Correlation Between Credit Agricole and Societe Generale
Can any of the company-specific risk be diversified away by investing in both Credit Agricole and Societe Generale at the same time? Although using a correlation coefficient on its own may not help to predict future stock returns, this module helps to understand the diversifiable risk of combining Credit Agricole and Societe Generale into the same portfolio, which is an essential part of the fundamental portfolio management process.
By analyzing existing cross correlation between Credit Agricole SA and Societe Generale ADR, you can compare the effects of market volatilities on Credit Agricole and Societe Generale and check how they will diversify away market risk if combined in the same portfolio for a given time horizon. You can also utilize pair trading strategies of matching a long position in Credit Agricole with a short position of Societe Generale. Check out your portfolio center. Please also check ongoing floating volatility patterns of Credit Agricole and Societe Generale.
Diversification Opportunities for Credit Agricole and Societe Generale
0.99 | Correlation Coefficient |
No risk reduction
The 3 months correlation between Credit and Societe is 0.99. Overlapping area represents the amount of risk that can be diversified away by holding Credit Agricole SA and Societe Generale ADR in the same portfolio, assuming nothing else is changed. The correlation between historical prices or returns on Societe Generale ADR and Credit Agricole is a relative statistical measure of the degree to which these equity instruments tend to move together. The correlation coefficient measures the extent to which returns on Credit Agricole SA are associated (or correlated) with Societe Generale. Values of the correlation coefficient range from -1 to +1, where. The correlation of zero (0) is possible when the price movement of Societe Generale ADR has no effect on the direction of Credit Agricole i.e., Credit Agricole and Societe Generale go up and down completely randomly.
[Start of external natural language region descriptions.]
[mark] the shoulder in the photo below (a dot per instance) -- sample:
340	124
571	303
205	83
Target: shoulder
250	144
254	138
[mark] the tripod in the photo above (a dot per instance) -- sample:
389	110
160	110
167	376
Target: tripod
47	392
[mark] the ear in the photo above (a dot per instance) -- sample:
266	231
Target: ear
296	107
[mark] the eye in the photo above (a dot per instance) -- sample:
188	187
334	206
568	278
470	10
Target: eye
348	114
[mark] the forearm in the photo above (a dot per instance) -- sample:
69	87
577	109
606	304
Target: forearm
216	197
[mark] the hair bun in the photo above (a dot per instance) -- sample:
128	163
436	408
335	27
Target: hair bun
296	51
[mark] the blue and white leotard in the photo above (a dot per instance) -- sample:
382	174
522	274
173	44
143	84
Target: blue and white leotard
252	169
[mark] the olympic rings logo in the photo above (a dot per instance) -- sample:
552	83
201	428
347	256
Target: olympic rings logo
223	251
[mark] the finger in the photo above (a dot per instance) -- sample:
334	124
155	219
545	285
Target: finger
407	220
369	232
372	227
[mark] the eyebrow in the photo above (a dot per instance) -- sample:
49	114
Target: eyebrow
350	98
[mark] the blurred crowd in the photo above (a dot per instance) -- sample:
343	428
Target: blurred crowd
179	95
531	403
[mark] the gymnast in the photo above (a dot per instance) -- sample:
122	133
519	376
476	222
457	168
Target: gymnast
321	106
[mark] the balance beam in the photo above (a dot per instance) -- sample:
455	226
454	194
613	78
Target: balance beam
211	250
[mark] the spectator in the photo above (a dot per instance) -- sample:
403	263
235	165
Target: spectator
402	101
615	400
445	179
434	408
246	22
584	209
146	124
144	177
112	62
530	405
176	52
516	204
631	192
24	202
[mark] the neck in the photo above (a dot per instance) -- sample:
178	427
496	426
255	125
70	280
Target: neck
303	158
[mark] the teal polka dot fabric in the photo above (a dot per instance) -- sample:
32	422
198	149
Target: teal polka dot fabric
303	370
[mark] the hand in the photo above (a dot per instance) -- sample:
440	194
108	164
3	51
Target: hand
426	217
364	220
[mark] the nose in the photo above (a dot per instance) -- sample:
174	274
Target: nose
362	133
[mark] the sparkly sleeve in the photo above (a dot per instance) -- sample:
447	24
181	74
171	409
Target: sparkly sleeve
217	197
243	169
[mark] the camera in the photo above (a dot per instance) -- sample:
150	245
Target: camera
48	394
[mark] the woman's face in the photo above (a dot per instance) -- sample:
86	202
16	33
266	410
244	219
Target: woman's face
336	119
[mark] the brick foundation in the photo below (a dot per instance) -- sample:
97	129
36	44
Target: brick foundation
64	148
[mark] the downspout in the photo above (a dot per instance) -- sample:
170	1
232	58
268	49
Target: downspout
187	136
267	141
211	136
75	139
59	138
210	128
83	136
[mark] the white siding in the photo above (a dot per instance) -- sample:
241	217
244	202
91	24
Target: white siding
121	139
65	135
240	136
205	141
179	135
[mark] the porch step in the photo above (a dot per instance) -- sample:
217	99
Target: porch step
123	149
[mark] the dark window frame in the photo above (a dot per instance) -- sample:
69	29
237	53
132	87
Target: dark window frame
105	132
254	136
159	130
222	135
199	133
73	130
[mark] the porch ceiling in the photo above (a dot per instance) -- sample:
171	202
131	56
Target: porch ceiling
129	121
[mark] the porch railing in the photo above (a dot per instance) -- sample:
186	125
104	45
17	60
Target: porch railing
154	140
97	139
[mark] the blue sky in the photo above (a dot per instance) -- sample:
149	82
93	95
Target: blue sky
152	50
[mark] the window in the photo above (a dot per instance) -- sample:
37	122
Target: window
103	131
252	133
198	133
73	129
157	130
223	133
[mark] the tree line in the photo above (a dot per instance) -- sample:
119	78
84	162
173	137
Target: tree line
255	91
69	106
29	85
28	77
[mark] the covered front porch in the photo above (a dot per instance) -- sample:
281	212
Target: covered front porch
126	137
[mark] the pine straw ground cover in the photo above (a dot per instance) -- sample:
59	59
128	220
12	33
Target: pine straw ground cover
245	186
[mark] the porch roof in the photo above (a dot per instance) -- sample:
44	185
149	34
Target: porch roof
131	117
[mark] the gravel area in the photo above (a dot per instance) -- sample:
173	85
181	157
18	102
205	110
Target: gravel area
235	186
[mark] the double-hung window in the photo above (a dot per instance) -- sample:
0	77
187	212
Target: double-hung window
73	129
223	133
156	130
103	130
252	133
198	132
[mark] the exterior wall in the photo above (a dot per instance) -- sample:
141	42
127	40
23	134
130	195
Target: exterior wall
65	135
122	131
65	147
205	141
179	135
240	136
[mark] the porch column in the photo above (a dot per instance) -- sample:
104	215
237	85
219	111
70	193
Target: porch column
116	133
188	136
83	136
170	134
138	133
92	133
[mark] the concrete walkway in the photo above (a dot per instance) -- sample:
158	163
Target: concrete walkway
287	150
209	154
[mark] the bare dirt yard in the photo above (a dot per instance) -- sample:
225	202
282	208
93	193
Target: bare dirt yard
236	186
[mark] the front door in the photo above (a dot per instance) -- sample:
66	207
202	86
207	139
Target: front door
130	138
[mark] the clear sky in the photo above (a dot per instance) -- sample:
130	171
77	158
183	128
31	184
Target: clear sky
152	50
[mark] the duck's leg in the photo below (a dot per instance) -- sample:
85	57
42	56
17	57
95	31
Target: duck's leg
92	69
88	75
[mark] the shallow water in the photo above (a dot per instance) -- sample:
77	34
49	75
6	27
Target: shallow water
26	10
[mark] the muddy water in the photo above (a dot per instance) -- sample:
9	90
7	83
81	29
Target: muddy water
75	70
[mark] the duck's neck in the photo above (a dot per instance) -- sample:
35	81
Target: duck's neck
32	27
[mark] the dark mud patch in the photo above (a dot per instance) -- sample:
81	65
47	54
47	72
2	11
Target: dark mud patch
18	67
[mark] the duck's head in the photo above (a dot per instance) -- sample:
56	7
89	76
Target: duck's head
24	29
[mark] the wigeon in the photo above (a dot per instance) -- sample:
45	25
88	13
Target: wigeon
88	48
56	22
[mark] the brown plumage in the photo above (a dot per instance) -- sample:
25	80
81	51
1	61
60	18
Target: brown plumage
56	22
Pair Corralation between Credit Agricole and Societe Generale
Assuming the 90 days horizon Credit Agricole is expected to generate 1.8 times less return on investment than Societe Generale. But when comparing it to its historical volatility, Credit Agricole SA is 1.96 times less risky than Societe Generale. It trades about 0.36 of its potential returns per unit of risk. Societe Generale ADR is currently generating about 0.33 of returns per unit of risk over similar time horizon. If you would invest 566.00 in Societe Generale ADR on December 29, 2024 and sell it today you would earn a total of 361.00 from holding Societe Generale ADR or generate 63.78% return on investment over 90 days.
Time Period | 3 Months [change] |
Direction | Moves Together |
Strength | Very Strong |
Accuracy | 100.0% |
Values | Daily Returns |
Credit Agricole SA vs. Societe Generale ADR
Performance |
Timeline |
Credit Agricole SA |
Societe Generale ADR |
Credit Agricole and Societe Generale Volatility Contrast
Predicted Return Density |
Returns |
Pair Trading with Credit Agricole and Societe Generale
The main advantage of trading using opposite Credit Agricole and Societe Generale positions is that it hedges away some unsystematic risk. Because of two separate transactions, even if Credit Agricole position performs unexpectedly, Societe Generale can make up some of the losses. Pair trading also minimizes risk from directional movements in the market. For example, if an entire industry or sector drops because of unexpected headlines, the short position in Societe Generale will offset losses from the drop in Societe Generale's long position.Credit Agricole vs. Intesa Sanpaolo SpA | Credit Agricole vs. BNP Paribas SA | Credit Agricole vs. Societe Generale ADR | Credit Agricole vs. Hang Seng Bank |
Societe Generale vs. BNP Paribas SA | Societe Generale vs. Credit Agricole SA | Societe Generale vs. Intesa Sanpaolo SpA | Societe Generale vs. Commerzbank AG PK |
Check out your portfolio center.Note that this page's information should be used as a complementary analysis to find the right mix of equity instruments to add to your existing portfolios or create a brand new portfolio. You can also try the Price Ceiling Movement module to calculate and plot Price Ceiling Movement for different equity instruments.